Nesse sentido, mais que ser um alerta, a carta se propõe também a trazer diretrizes para os tomadores de decisão, em especial os governantes, para que possam agir visando solucionar o problema.

Em suas primeiras linhas, o texto busca dissipar as controvérsias em torno do tema, afirmando a existência de uma real ameaça à segurança hídrica na região Sudeste. Mudanças climáticas (não pontuais, mas contínuas) somadas à demanda atual e projetada indicam que os sistemas produtores de água da região não irão dar conta de garantir o abastecimento público.

“Em médio e longo prazo esta situação se complica ainda mais, uma vez que as demandas tendem ainda a crescer. É evidente a necessidade de obras para aumentar a capacidade de reservação e distribuição dos sistemas, obras estas que levarão um tempo considerável para serem concluídas.”
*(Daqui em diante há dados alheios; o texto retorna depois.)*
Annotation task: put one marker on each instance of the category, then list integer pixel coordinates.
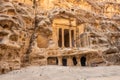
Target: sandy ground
(64, 73)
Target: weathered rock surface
(34, 33)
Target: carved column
(57, 37)
(70, 38)
(60, 61)
(62, 37)
(69, 61)
(78, 61)
(75, 38)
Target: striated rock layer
(64, 32)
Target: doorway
(60, 38)
(64, 61)
(74, 61)
(66, 38)
(83, 61)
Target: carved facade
(59, 32)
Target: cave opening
(83, 61)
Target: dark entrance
(64, 61)
(83, 61)
(66, 37)
(60, 38)
(74, 61)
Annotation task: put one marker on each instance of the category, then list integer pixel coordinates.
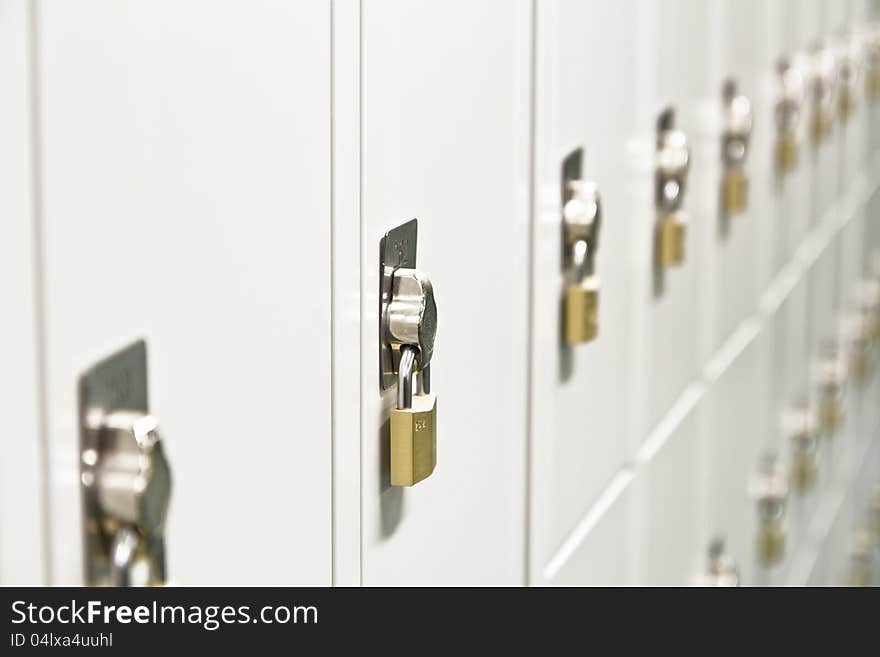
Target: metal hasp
(787, 114)
(735, 138)
(830, 374)
(769, 489)
(407, 327)
(125, 478)
(822, 89)
(581, 221)
(673, 163)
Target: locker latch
(830, 373)
(847, 77)
(822, 89)
(734, 149)
(581, 221)
(673, 163)
(800, 428)
(769, 489)
(721, 569)
(408, 326)
(125, 478)
(787, 114)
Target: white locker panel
(746, 54)
(186, 197)
(733, 445)
(582, 406)
(672, 543)
(445, 139)
(674, 328)
(22, 549)
(602, 550)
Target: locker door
(739, 243)
(21, 478)
(581, 415)
(445, 137)
(185, 195)
(674, 327)
(734, 444)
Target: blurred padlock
(770, 491)
(799, 426)
(787, 114)
(673, 162)
(822, 93)
(830, 377)
(581, 220)
(734, 149)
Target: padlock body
(831, 414)
(771, 542)
(582, 311)
(735, 188)
(414, 441)
(820, 125)
(787, 152)
(670, 240)
(805, 470)
(845, 103)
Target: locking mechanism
(125, 478)
(822, 93)
(830, 376)
(863, 332)
(800, 428)
(721, 568)
(408, 325)
(787, 114)
(872, 66)
(673, 162)
(770, 491)
(734, 149)
(581, 220)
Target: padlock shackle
(404, 376)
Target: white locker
(733, 445)
(582, 408)
(22, 531)
(671, 541)
(747, 57)
(186, 196)
(445, 139)
(672, 325)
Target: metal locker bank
(418, 293)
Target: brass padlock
(831, 373)
(787, 114)
(820, 124)
(673, 163)
(734, 149)
(786, 152)
(799, 425)
(721, 570)
(582, 311)
(735, 190)
(858, 333)
(822, 92)
(408, 329)
(770, 491)
(671, 239)
(581, 218)
(413, 425)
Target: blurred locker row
(651, 228)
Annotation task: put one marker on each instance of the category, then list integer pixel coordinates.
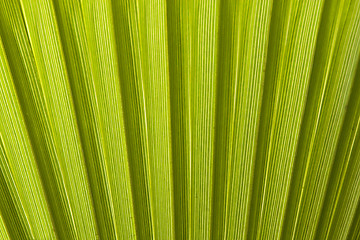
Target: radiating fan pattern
(179, 119)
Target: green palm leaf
(177, 119)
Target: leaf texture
(175, 119)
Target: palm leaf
(154, 119)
Assim, os signatários da carta recomendam às autoridades municipais, estaduais e federais as seguintes ações (que podem ser vistas em detalhe clicando-se aqui):

  1. Implementação de uma governança da água, o que implica em modificações imediatas no sistema de gestão de recursos hídricos no país;
  2. Implementação de planos de contingência, que deem conta de lidar eventos extremos, bem como com falhas no sistema, gerando medidas e ações emergenciais equitativas;
  3. Reduzir drasticamente o consumo de água em 2015, a partir da adoção de medidas que controlem o uso da água, premiando quem reduz e punindo quem aumenta o consumo, bem como incentivando o desenvolvimento de tecnologias que propiciem o uso racional do recurso;
  4. Investir em medidas de longo prazo como a implementação de novas fontes de suprimento hídrico, o aumento da capacidade de armazenamento de água bruta, o controle de perdas nos sistemas de abastecimento, a promoção do uso racional e ações de controle operacional sobre a demanda, entre outras;
  5. Implantar projetos de saneamento básico e tratamento de esgotos em nível nacional, estadual e municipal;
  6. Promover o monitoramento da quantidade e qualidade da água, a partir de sistemas de informação públicos, que deem visibilidade e transparência aos dados obtidos;
  7. Proteger, conservar e recuperar a biodiversidade, dando prioridade ao tratamento e recuperação de áreas e águas poluídas, aumentando a oferta de serviços e mantendo a sustentabilidade de rios, lagos, represas e áreas alagadas.
  8. Reconhecer publicamente a crise hídrica, promovendo assim a conscientização social.
  9. Promover ações de divulgação, que abarquem toda a sociedade e levem informações de qualidade sobre o tema, ajudando a promover, dentre outras coisas, uma mudança de cultura em relação à utilização do recurso;
  10. Capacitar gestores para atuar de forma sistêmica e interdisciplinar, podendo, assim, por em prática os preceitos da governança hídrica.